Upon arriving at the Kansas River, which bordered the town on the north, they turned back and surrounded the four-story Eldridge House, Lawrence’s central building. They approached cautiously, but the occupants, bewildered by the sudden onslaught, possessed neither the will nor the means to defend the place. One guest, Captain A. R. Banks, waved a white sheet from a window and called for Quantrill.
He rode forward, attired in his elaborately ornamented guerrilla shirt, four pistols in his belt, two more in saddle holsters.
“What is your object in coming to Lawrence?” cried Banks.
“Plunder!” replied Quantrill.
“We are defenseless and at your mercy. The house is surrendered, but we demand protection for the inmates.”
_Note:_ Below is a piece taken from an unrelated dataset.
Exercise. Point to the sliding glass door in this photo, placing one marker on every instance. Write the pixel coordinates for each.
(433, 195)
Quantrill promised that they would not be harmed if they offered no resistance. He then ordered them to come down to the street, where two bushwhackers relieved them of money and valuables while others pillaged the rooms, then set fire to the hotel.
As the flames shot skyward, Quantrill rose in his stirrups, turned to his men, and shouted: “Kill! Kill! Lawrence must be thoroughly cleansed, and the only way to cleanse it is to kill! Kill!”
With a wild yell the raiders spread out through the town. Some, screaming “Whiskey! Whiskey!” broke into the saloons. Others ransacked the stores and shops. At the Johnson House, bushwhackers lined up all the male residents in an alley and mowed them down with revolvers. Farther up the street they shot and wounded two men, then threw them screaming into the flames of a burning building. And everywhere they plundered and burned private houses, after first slaying every male occupant they discovered. They did not, however, kill or rape any women.
The panic-stricken men of Lawrence endeavored frantically to escape. Many fled to cornfields and woods, or concealed themselves along the riverbank. Others, whose dwellings were surrounded before they could get away, hid in cellars, attics, barns, and gardens, or even disguised themselves as women. Still others sought refuge under the board sidewalks.
Women who talked with the bushwhackers subsequently related that they all asserted they had come to Lawrence to avenge wrongs done to their people in Missouri by jayhawkers and Red Legs. They claimed, too, that they were being more merciful than the Kansans, whom they charged not only with robbery, arson, and murder, but also with molesting women.
Most of the raiders obtained fresh horses to replace their own jaded mounts or to bear additional plunder. What they could not use or carry, they burned. They proceeded systematically from building to building, setting fire to each one; the smoke swirled straight up into the sky and “stood like great black columns along the street.” Soon an overhanging shroud darkened the entire town.
During the early part of the massacre Quantrill sat in a hotel lobby eating a hearty breakfast and conversing with former acquaintances—many of whom hastened to claim a friendship which under other circumstances they would have denied. Later he took a buggy and drove triumphantly about the burning town. When, at nine o’clock, his lookouts atop a nearby hill reported seeing the dust of approaching Union troops, he ordered his men to form into columns of four, and almost as suddenly as they had come, they were gone.
They left behind almost total devastation. Lawrence’s business center was destroyed; one hundred houses had been burned to the ground and another hundred damaged by fire. The dead lay scattered everywhere, “some so charred that they could not be recognized and could scarcely be taken up.” Bones were visible among the embers, and the “sickening odor of burning flesh was oppressive.” In all, 150 men of Lawrence (and one of Quantrill’s raiders) lost their lives; another thirty were wounded.
Quantrill evaded the feeble Union pursuit without difficulty. By the next morning he was well back into Missouri, where his men, as usual, scattered into the hills. About a dozen of the raiders were caught and killed, but Quantrill and most of the others escaped.